Solo parenting during a busy season is a different kind of tired. But also, is there really ever a season where solo parenting is easy?
Not just “I need a nap” tired. I mean reheating the same coffee four times while someone cries because their banana broke in half tired. The kind of tired where you finally sit down after bedtime and realize you’ve been overstimulated since 6:14am and haven’t had a single complete thought in your own head all day.
When your partner is traveling, working overtime, staying late, or just in one of those heavy work seasons, everything shifts. Suddenly you’re carrying the schedules, meals, daycare pickups, emotional regulation, bedtime battles, dishes in the sink, and the invisible mental checklist that somehow never stops running.
Listen. I know people love saying “you’ve got this,” but sometimes? It genuinely feels like I do not, in fact, got this. Some days I am thriving. We’re dancing in the kitchen, everyone’s fed, nobody’s crying, and I almost convince myself I could do this forever. Other days I’m whispering “please stop touching me for one minute” while holding a toddler on my hip and trying not to lose my mind because someone dumped an entire basket of clean laundry onto the floor I JUST cleaned.

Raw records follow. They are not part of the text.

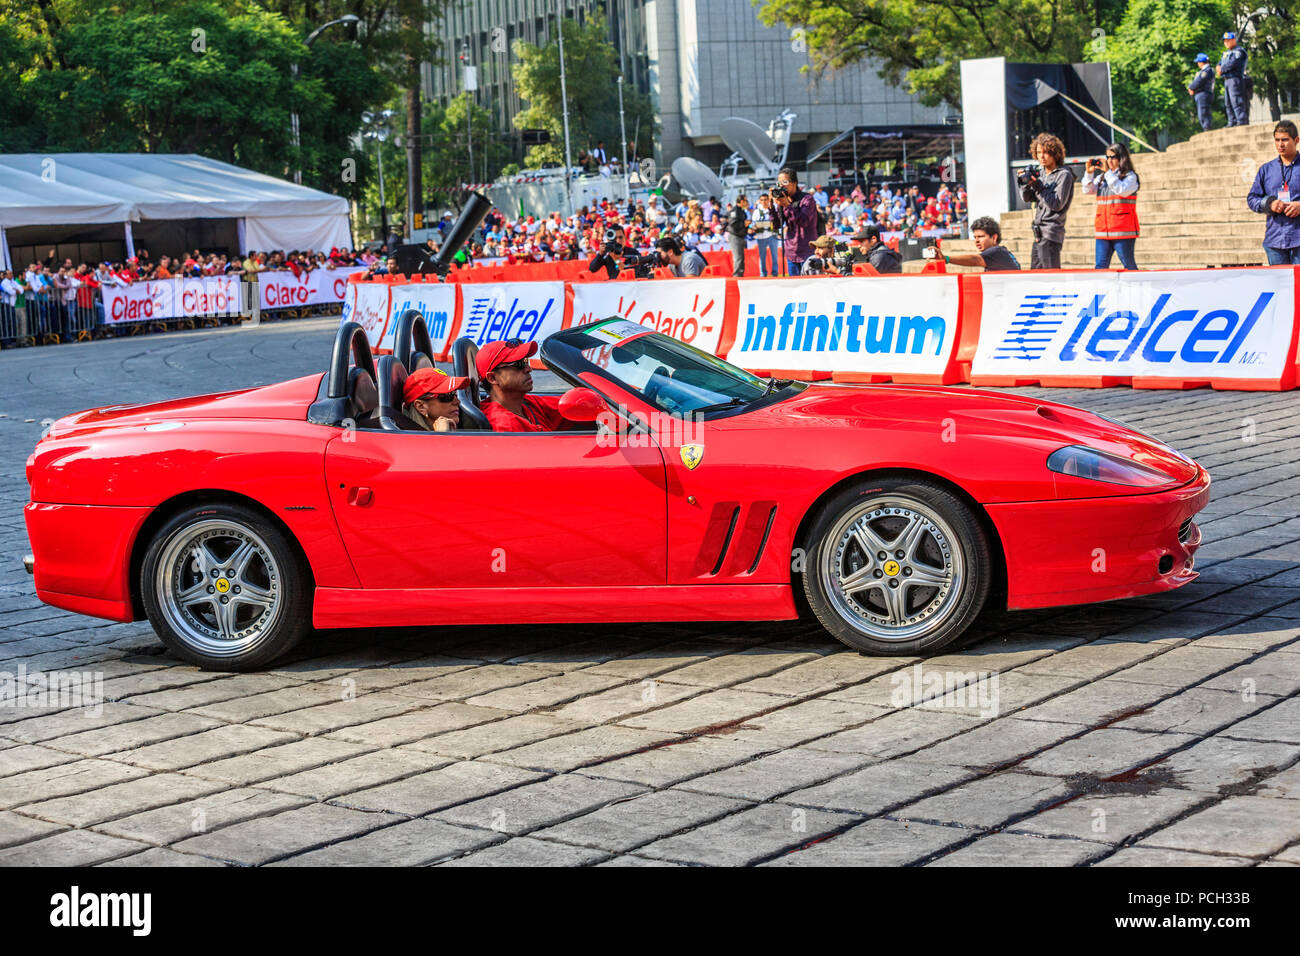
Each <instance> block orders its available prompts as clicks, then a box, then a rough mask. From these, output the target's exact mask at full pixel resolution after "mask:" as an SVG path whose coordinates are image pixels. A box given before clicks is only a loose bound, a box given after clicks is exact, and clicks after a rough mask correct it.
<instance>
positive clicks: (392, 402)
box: [377, 355, 424, 432]
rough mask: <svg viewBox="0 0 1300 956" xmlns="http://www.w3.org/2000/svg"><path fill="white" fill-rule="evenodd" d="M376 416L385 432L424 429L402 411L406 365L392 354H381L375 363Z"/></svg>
mask: <svg viewBox="0 0 1300 956" xmlns="http://www.w3.org/2000/svg"><path fill="white" fill-rule="evenodd" d="M377 371H378V376H380V382H378V393H380V394H378V418H380V425H381V427H382V428H383V429H385V431H386V432H421V431H424V429H422V428H420V425H417V424H416V423H415V421H412V420H411V419H408V418H407V415H406V412H404V411H402V386H403V385H406V378H407V375H406V367H404V365H403V364H402V363H400V362H398V360H396V358H394V356H393V355H382V356H380V360H378V363H377Z"/></svg>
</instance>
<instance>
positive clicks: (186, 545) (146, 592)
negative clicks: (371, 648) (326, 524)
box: [140, 502, 313, 671]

Motherhood is humbling like that
One thing I’ve learned during these seasons is that you cannot hold yourself to normal standards when you’re solo parenting. You just can’t. This is not the season for perfection. This is the season for survival mode with tiny sprinkles of joy tossed in where you can find them. Frozen pancakes? Amazing. Screen time so you can breathe for twenty minutes? Say less. Paper plates because you physically cannot look at another dish? Take my money.
The biggest thing that helps me is lowering the pressure I put on myself to make every day magical. Your kids do not need a perfectly curated childhood every second of every day. They need safety. Consistency. Love. Connection. They need you. And honestly? Sometimes connection looks like laying on the couch together eating popsicles while Bluey plays in the background because everybody is too tired to function properly. That still counts.
Actually, those are usually the moments they remember anyway
I also think the hardest part of solo parenting is the transition time. That stretch between daycare pickup and bedtime feels like running a marathon while someone repeatedly asks you for snacks you literally already gave them. Everyone’s tired. Everyone’s overstimulated. The kids can feel your stress even when you’re trying your best to hide it behind your “okayyyy guys let’s clean up!” voice that gets progressively less convincing throughout the evening.
So I started simplifying our nights. Not in some aesthetic influencer way either. I mean realistically. Music while we clean up toys. Easy dinners. Baths skipped if everyone’s melting down. Movie night on a random Tuesday because, why not? Earlier bedtime for literally everyone including me. Tiny routines make hard seasons feel less chaotic. Kids love predictability, but honestly, so do moms who are running on caffeine and determination.
And can we talk about the guilt for a second?
Because even when your partner is working hard and doing their best, there can still be resentment creeping in around the edges. Not because you don’t appreciate them, but because being “on” every second of the day is exhausting, and often isolating.
And honestly, sometimes there’s almost a sense of relief in knowing you’re fully solo parenting for a bit. Not because it’s easy, because it absolutely isn’t, but because your brain stops waiting. You stop wondering who’s helping with bedtime or whether someone else is stepping in. The expectations shift, and suddenly your mind can focus on just getting through the night instead of carrying the disappointment of hoping for help that may not come. Sometimes they get uninterrupted drives, adult conversations, lunch breaks, silence; meanwhile I’m negotiating with tiny dictators about why licking the grocery cart is revolting.
It’s okay to admit this season is hard without making anyone the villain.
You’re allowed to miss having help. You’re allowed to feel touched out. You’re allowed to feel overwhelmed by being needed constantly. That does not make you ungrateful. It makes you human. One thing I wish more moms heard during these seasons is this: ask for help before you’re drowning. Text the friend. Call your mom. Accept the coffee drop-off. Say yes when someone offers to take the kids for an hour. We were never meant to do motherhood completely alone, even though so many of us try to prove we can.
And if I’m being really honest, some of my hardest parenting days have also been the ones that reminded me how deeply I love my boys. Because even after the chaos, the whining, the bedtime tears, the overstimulation, and the exhaustion… they still crawl into my lap like I’m their safe place.
There’s something both heartbreaking and special about being needed that much.
So if you’re in a busy season right now, this is your reminder that survival counts. A fed kid counts. A hugged kid counts. You apologizing after losing your patience counts. Showing up tired still counts. You do not have to do this perfectly to do it well. And one day this season will shift a little. The late nights will slow down. The calendar will open back up. You’ll finally drink a hot coffee and realize you made it through another hard stretch. Probably with dry shampoo, unmatched socks, and applesauce pouches in your purse.
But still. You made it. And I’m proud of you.